Closer to home, a telegram from the German Foreign Minister to the German Ambassador in Washington was intercepted and decoded by British Naval Intelligence. The telegram instructed the ambassador to approach the President of Mexico with a view to them joining the war on Germany’s side and launching an invasion of the United States. When the story became public, President Wilson frantically tried to find an alternative to war, but the Germans sealed their own fate by commencing a policy of unrestricted submarine warfare in March. After three American merchant ships had been sunk, Wilson asked the Congress for a Declaration of War on 2 April, and got it four days later. America’s entry into the war would, in due course, turn its direction decisively in the Allies’ favour.
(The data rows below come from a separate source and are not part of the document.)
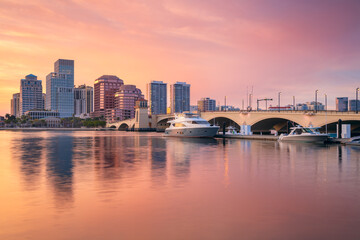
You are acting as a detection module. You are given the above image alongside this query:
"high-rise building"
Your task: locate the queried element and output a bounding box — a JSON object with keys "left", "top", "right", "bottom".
{"left": 349, "top": 99, "right": 360, "bottom": 111}
{"left": 74, "top": 85, "right": 93, "bottom": 117}
{"left": 147, "top": 81, "right": 167, "bottom": 115}
{"left": 170, "top": 82, "right": 190, "bottom": 113}
{"left": 197, "top": 97, "right": 216, "bottom": 112}
{"left": 93, "top": 75, "right": 123, "bottom": 118}
{"left": 336, "top": 97, "right": 348, "bottom": 112}
{"left": 42, "top": 93, "right": 46, "bottom": 110}
{"left": 11, "top": 93, "right": 20, "bottom": 117}
{"left": 106, "top": 85, "right": 143, "bottom": 122}
{"left": 19, "top": 74, "right": 43, "bottom": 116}
{"left": 46, "top": 59, "right": 75, "bottom": 118}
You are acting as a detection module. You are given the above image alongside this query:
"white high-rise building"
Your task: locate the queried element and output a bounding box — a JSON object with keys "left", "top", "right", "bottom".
{"left": 20, "top": 74, "right": 43, "bottom": 116}
{"left": 74, "top": 85, "right": 93, "bottom": 117}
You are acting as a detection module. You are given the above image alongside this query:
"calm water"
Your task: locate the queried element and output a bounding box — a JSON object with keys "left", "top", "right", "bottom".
{"left": 1, "top": 131, "right": 360, "bottom": 240}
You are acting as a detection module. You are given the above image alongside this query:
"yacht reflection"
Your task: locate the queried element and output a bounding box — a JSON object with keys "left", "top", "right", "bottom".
{"left": 46, "top": 136, "right": 74, "bottom": 208}
{"left": 13, "top": 137, "right": 44, "bottom": 190}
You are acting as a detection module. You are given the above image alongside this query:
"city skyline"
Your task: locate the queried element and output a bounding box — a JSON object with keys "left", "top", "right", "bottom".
{"left": 1, "top": 0, "right": 360, "bottom": 115}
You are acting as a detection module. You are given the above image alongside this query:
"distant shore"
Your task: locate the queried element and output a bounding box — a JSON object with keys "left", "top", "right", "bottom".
{"left": 0, "top": 127, "right": 114, "bottom": 131}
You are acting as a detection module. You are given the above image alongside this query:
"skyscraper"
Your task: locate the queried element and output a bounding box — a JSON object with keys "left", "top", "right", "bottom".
{"left": 74, "top": 85, "right": 93, "bottom": 117}
{"left": 106, "top": 85, "right": 143, "bottom": 122}
{"left": 336, "top": 97, "right": 348, "bottom": 112}
{"left": 147, "top": 81, "right": 167, "bottom": 115}
{"left": 197, "top": 97, "right": 216, "bottom": 112}
{"left": 19, "top": 74, "right": 43, "bottom": 116}
{"left": 170, "top": 82, "right": 190, "bottom": 113}
{"left": 46, "top": 59, "right": 74, "bottom": 118}
{"left": 93, "top": 75, "right": 123, "bottom": 118}
{"left": 11, "top": 93, "right": 20, "bottom": 117}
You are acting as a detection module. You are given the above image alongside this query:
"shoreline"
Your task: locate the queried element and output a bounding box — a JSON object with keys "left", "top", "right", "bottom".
{"left": 0, "top": 127, "right": 114, "bottom": 131}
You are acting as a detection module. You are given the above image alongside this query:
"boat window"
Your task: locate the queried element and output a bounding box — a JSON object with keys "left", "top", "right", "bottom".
{"left": 174, "top": 123, "right": 186, "bottom": 127}
{"left": 303, "top": 128, "right": 314, "bottom": 133}
{"left": 191, "top": 121, "right": 209, "bottom": 125}
{"left": 295, "top": 129, "right": 302, "bottom": 135}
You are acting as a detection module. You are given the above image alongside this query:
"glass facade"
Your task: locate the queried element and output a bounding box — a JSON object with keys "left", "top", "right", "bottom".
{"left": 170, "top": 82, "right": 190, "bottom": 113}
{"left": 20, "top": 74, "right": 43, "bottom": 116}
{"left": 46, "top": 59, "right": 74, "bottom": 118}
{"left": 336, "top": 97, "right": 348, "bottom": 112}
{"left": 147, "top": 81, "right": 167, "bottom": 115}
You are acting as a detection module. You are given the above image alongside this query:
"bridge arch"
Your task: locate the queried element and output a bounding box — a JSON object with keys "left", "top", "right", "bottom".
{"left": 118, "top": 123, "right": 129, "bottom": 131}
{"left": 156, "top": 117, "right": 174, "bottom": 131}
{"left": 318, "top": 120, "right": 360, "bottom": 135}
{"left": 251, "top": 117, "right": 301, "bottom": 133}
{"left": 208, "top": 117, "right": 241, "bottom": 131}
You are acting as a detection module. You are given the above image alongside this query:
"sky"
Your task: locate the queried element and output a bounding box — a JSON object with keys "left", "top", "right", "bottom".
{"left": 0, "top": 0, "right": 360, "bottom": 115}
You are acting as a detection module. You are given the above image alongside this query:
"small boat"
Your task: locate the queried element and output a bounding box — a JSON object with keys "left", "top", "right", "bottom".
{"left": 164, "top": 113, "right": 219, "bottom": 137}
{"left": 278, "top": 125, "right": 329, "bottom": 143}
{"left": 218, "top": 126, "right": 241, "bottom": 135}
{"left": 346, "top": 136, "right": 360, "bottom": 146}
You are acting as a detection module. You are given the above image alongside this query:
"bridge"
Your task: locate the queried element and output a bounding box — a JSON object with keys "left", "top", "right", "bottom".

As these dramatic events unfolded on the world stage, Reilly was, according to virtually everyone who has ever written about him, working behind German lines as a British agent. According to Pepita Bobadilla, who Reilly would later marry, he:
…undertook the difficult and hazardous task of entering Germany (usually by aeroplane via the front line) in quest of military information. His services in this direction were of the utmost value and his exploits in Germany have become legendary.56
Reilly told his first wife, Margaret, a similar story.57 Robin Bruce Lockhart asserts that Reilly enlisted in the German Army and, disguising himself as a colonel, bluffed his way into the headquarters of the German High Command and sat in on a briefing attended by the Kaiser.58 In the 1992 revised edition of Ace of Spies, Lockhart challenged John Major’s Conservative government to ‘open a window on the past’ in order that Reilly’s ‘amazing’ exploits in Germany could be made known.59 The Official Secrets Act aside, no government could do this, for the reality is that Reilly’s work behind enemy lines was nothing more than a fanciful fabrication on his part. Throughout the Allied offensives at Messines, Passchendaele and Ypres, Reilly was comfortably billeted at the Saint Regis Hotel on 5th Avenue. The only action he saw on the Western Front was in the newsreels shown in Manhattan’s picture palaces.
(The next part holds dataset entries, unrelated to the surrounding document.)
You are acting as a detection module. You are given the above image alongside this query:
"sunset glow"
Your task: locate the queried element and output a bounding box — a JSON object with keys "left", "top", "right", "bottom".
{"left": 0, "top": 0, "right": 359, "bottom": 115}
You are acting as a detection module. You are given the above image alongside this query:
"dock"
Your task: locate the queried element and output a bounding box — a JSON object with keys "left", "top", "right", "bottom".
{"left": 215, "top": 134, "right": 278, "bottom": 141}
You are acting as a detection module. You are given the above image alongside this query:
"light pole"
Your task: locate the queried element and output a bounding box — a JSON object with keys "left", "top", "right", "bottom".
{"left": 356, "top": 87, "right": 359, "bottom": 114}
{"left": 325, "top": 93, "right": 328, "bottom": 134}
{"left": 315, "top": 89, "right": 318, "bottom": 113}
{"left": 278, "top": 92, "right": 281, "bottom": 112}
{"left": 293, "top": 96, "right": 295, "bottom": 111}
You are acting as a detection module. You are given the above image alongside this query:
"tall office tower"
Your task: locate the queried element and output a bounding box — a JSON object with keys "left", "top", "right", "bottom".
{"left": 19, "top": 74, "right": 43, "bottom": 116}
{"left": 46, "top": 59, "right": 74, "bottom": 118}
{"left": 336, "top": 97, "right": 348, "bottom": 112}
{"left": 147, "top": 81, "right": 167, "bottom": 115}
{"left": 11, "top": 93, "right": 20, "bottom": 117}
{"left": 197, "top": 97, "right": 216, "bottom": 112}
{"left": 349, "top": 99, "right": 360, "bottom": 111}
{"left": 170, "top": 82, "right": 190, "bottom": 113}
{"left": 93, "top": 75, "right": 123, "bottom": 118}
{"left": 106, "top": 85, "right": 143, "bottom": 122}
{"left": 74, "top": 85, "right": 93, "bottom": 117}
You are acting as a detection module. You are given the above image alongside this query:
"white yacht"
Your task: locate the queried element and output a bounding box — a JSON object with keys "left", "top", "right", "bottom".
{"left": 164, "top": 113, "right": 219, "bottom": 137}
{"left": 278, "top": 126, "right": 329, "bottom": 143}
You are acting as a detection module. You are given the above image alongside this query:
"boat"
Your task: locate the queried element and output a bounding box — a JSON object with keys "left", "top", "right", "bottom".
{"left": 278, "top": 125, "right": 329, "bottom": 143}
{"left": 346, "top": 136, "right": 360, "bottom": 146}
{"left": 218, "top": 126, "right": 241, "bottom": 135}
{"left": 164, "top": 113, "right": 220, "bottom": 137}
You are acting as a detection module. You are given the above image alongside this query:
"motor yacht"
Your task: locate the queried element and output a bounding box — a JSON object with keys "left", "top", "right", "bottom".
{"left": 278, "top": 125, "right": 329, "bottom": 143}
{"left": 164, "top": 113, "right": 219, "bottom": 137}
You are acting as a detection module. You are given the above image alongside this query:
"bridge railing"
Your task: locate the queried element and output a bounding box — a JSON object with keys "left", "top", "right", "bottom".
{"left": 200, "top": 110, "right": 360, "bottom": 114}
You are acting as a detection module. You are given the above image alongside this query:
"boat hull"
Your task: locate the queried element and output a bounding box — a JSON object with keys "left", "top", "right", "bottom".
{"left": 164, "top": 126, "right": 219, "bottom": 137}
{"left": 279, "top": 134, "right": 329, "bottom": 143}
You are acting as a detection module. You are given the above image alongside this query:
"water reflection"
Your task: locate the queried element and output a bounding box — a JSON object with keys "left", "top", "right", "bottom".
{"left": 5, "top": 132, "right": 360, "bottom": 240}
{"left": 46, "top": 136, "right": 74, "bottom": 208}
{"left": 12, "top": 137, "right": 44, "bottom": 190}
With America now at war with Germany, the US Bureau of Investigation was charged with the responsibility of tracking down and apprehending any American citizen or alien who might be an enemy spy. Aided and abetted by the Office for Naval Intelligence and the Military Intelligence Division, they avidly set about investigating possible enemy agents and sympathisers. Within days of America’s declaration of war, Roger Welles, director of Naval Intelligence, received a report from Agent Perkins of the US Bureau of Investigation concerning an individual suspected of enemy sympathies.60 As a result of reading the report, he immediately ordered an investigation into the subject of Perkins’ report, one Sidney George Reilly.